Tuesday, February 21, 2006


I'm seein' an awful lot of talk about a coming U.S. war with Iran. America is either gonna whomp 'em because they are trying to get nukes, or because of... the Euro? Whatever the reason, I'd like to remind U.S. policymakers that Iran gets war elephants AND +1 to galley range. So if yer going to attack them, make sure you bring a bunch of priests.

It's just too bad that America and Iran can't find some common point to agree on. Maybe a shared enemy. I've got it! Both countries can gang up on gays!
In voting against the applications to the NGO committee, the U.S. was joined by Cameroon, China, Cuba, Iran, Pakistan, the Russian Federation, Senegal, Sudan, and Zimbabwe.
See? Not so different after all! Both nations hate teh ghey, and both countries have elected presidents who take their religion a little bit too seriously.

1 comment:

Red A said...

I've been seeing a lot on this lately as well. (The invasion Iran 2006 and what not.)

OTOH, an Instapundit podcast with some military experts gave me some relief when they explained that this Iranian bomb will be huge, bulky, and possibly not explode very well. (The {Pakistanis have this problem too.)

If we do invade I recommend the following:

a. Make the Europeans fly the first air mission or its off.
b.
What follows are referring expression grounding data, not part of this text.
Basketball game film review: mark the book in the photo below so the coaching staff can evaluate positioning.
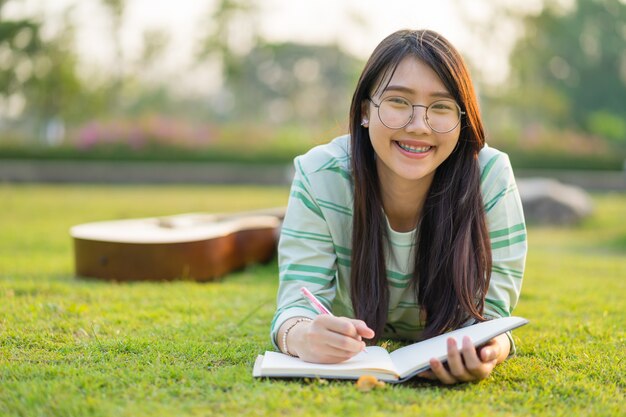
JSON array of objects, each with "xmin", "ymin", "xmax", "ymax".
[{"xmin": 253, "ymin": 316, "xmax": 528, "ymax": 383}]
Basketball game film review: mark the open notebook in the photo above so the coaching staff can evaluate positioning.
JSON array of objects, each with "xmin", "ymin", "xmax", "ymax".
[{"xmin": 253, "ymin": 316, "xmax": 528, "ymax": 383}]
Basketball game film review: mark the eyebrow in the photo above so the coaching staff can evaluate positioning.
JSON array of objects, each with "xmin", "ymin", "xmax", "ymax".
[{"xmin": 383, "ymin": 85, "xmax": 454, "ymax": 99}]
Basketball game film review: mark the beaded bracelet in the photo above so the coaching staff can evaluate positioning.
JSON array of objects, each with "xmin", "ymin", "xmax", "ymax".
[{"xmin": 281, "ymin": 317, "xmax": 312, "ymax": 357}]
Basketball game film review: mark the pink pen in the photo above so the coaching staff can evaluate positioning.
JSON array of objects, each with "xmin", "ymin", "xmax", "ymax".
[
  {"xmin": 300, "ymin": 287, "xmax": 367, "ymax": 353},
  {"xmin": 300, "ymin": 287, "xmax": 333, "ymax": 316}
]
Take out the regime, the facilities, and then simply leave it alone.

Now, then, how about THIS. Took a course about the insurgency in Vietnam at UCSD taught by Samuel Popkin...who was there on a Rand corp. research team. He actually said in one lecture that this course was to make sure that if someday we were in charge of pacifying some village in Iran we would know what to do.

Needless to say, this whole hypothetical is striking too close to the bone.

Can't I just be in charge of debriefing the Kim Jong-Il sex troupes instead?